On pense aussi au final du film à sketches argentin Les Nouveaux sauvages (2015) de Damián Szifron. Sans atteindre l’humour noir et le degré de folie de cette séquence d’un mariage juif tournant au grand guignol, on retrouve dans Le Sens de la fête un clin d’œil au film argentin lorsque Max (Jean-Pierre Bacri) retrouve l’un de ses collègues de profession qui le dépanne et découvre éberlué un autre mariage juif version cowboys et indiens.

La musique écrite et joué par le contre-bassiste israélien Avishaï Cohen pour Le Sens de la fête, accentue cette volonté d’emporter le public dans les situations les plus improbables où se retrouvent les personnages. Naviguant entre improvisation et écriture musicale exigeante, la partition d’Avishaï Cohen ponctue habilement le film et lui donne une dynamique particulière comme lors du concert final impromptu où fusionnent musique indienne et jazz. « Le jazz d’Avishai Cohen est un vrai personnage du film, une musique de mélange, avec des percussions, des darbouka, de la contrebasse, du piano, le tout dans un rythme hors norme. Il illustrait parfaitement cette soirée pleine de surprises et d’imprévus. »
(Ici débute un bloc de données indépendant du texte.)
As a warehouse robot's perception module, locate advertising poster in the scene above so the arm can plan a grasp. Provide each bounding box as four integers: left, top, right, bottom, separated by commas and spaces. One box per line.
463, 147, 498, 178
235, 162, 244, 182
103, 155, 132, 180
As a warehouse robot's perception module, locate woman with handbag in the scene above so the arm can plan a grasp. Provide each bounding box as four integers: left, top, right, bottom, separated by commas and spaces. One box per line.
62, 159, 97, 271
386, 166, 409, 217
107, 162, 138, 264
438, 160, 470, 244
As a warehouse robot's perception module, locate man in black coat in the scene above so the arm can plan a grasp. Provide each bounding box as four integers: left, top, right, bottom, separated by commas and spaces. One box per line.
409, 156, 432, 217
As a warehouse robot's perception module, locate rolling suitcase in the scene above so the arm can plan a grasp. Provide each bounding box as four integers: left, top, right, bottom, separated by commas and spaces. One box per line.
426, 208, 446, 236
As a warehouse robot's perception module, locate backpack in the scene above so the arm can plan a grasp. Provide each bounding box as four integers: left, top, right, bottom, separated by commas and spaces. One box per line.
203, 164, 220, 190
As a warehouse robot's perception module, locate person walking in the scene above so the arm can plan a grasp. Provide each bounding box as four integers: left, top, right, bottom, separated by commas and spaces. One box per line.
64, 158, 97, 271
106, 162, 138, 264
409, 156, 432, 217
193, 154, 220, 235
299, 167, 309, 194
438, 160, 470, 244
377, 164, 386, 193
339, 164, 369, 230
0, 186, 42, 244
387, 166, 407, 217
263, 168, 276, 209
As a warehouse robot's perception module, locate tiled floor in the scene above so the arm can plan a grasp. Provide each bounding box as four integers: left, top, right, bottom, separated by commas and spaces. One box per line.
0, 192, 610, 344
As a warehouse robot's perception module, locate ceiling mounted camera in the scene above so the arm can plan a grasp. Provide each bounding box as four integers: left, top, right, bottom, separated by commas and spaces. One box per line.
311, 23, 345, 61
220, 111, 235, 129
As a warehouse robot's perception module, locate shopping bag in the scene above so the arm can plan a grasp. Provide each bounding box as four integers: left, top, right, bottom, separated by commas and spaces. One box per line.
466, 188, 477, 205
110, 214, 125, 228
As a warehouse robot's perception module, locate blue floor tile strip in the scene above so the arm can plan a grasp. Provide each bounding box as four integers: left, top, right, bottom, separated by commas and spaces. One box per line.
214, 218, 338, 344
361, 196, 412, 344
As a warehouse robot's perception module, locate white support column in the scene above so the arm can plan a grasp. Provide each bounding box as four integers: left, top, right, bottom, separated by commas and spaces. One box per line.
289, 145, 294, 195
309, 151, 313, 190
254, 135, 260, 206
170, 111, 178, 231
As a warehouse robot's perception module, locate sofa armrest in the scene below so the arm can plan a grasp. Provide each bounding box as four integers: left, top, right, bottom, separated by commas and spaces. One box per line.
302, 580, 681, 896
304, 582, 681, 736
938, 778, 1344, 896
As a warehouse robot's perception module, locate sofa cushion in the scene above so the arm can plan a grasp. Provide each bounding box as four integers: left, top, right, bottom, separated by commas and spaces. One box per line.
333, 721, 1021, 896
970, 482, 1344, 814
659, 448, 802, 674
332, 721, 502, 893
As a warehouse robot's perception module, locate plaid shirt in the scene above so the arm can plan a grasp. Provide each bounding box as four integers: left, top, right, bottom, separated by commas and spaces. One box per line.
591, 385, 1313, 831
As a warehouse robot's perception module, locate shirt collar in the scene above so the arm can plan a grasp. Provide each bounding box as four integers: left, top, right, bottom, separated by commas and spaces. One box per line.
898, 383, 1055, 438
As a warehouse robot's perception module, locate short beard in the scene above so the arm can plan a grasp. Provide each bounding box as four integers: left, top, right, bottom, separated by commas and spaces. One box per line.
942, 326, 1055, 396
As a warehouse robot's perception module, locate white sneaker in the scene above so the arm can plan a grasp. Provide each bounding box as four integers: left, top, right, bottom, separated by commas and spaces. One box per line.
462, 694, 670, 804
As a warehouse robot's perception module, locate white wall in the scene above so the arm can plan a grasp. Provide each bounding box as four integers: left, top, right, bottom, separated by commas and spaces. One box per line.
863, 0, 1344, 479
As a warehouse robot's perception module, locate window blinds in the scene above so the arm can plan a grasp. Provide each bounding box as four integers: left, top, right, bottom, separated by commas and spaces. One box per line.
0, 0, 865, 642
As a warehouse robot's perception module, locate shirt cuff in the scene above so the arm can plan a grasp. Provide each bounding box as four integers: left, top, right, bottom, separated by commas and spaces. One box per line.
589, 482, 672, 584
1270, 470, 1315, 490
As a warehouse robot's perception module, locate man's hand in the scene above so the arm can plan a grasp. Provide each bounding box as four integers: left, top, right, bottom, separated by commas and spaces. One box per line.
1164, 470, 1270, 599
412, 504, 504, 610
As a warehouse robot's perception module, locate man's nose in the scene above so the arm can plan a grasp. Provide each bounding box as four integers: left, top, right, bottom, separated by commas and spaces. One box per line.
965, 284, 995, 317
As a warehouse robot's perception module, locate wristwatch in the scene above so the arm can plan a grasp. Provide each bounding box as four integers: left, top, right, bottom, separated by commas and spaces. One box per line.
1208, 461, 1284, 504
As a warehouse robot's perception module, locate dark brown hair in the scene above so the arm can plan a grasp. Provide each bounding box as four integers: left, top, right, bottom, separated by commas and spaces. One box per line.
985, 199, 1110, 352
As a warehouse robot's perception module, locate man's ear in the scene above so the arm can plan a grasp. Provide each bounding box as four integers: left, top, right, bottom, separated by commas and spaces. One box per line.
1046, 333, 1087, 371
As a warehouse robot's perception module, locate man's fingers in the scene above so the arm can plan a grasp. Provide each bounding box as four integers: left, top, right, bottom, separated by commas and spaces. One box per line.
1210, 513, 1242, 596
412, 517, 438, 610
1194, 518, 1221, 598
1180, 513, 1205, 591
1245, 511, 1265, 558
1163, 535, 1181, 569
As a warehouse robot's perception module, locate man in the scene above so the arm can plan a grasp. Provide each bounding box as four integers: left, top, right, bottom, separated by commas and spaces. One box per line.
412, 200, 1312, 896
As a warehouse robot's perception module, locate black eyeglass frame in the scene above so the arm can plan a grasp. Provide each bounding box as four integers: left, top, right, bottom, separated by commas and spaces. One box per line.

Jean-Pierre Bacri est sans doute le troisième homme du film. Il a porté son concours à l’écriture du scénario, et son interprétation résume tout ce que peut être ce sens de la fête, ce bateau ivre à mener à bon port. Il nous donne à comprendre que l’ensemble des êtres qui mettent en œuvre cette petite entreprise ou qui la composent se valent par la somme de leurs différences et de leurs sensibilités. Et finalement, qu’est ce qu’une soirée de mariage… ou la réalisation d’un film, si ce n’est ce fragile et éphémère édifice ? C’est en cela qu’à eux tous, les acteurs du Sens de la fête forment l’une de ces belles équipes du cinéma français pour une comédie qui fait du bien et qui vient nous éveiller par cette question : « comment, malgré tout, garder ce Sens de la fête ? »

Le Sens de la fête d’Eric Toledano et Olivier Nakache.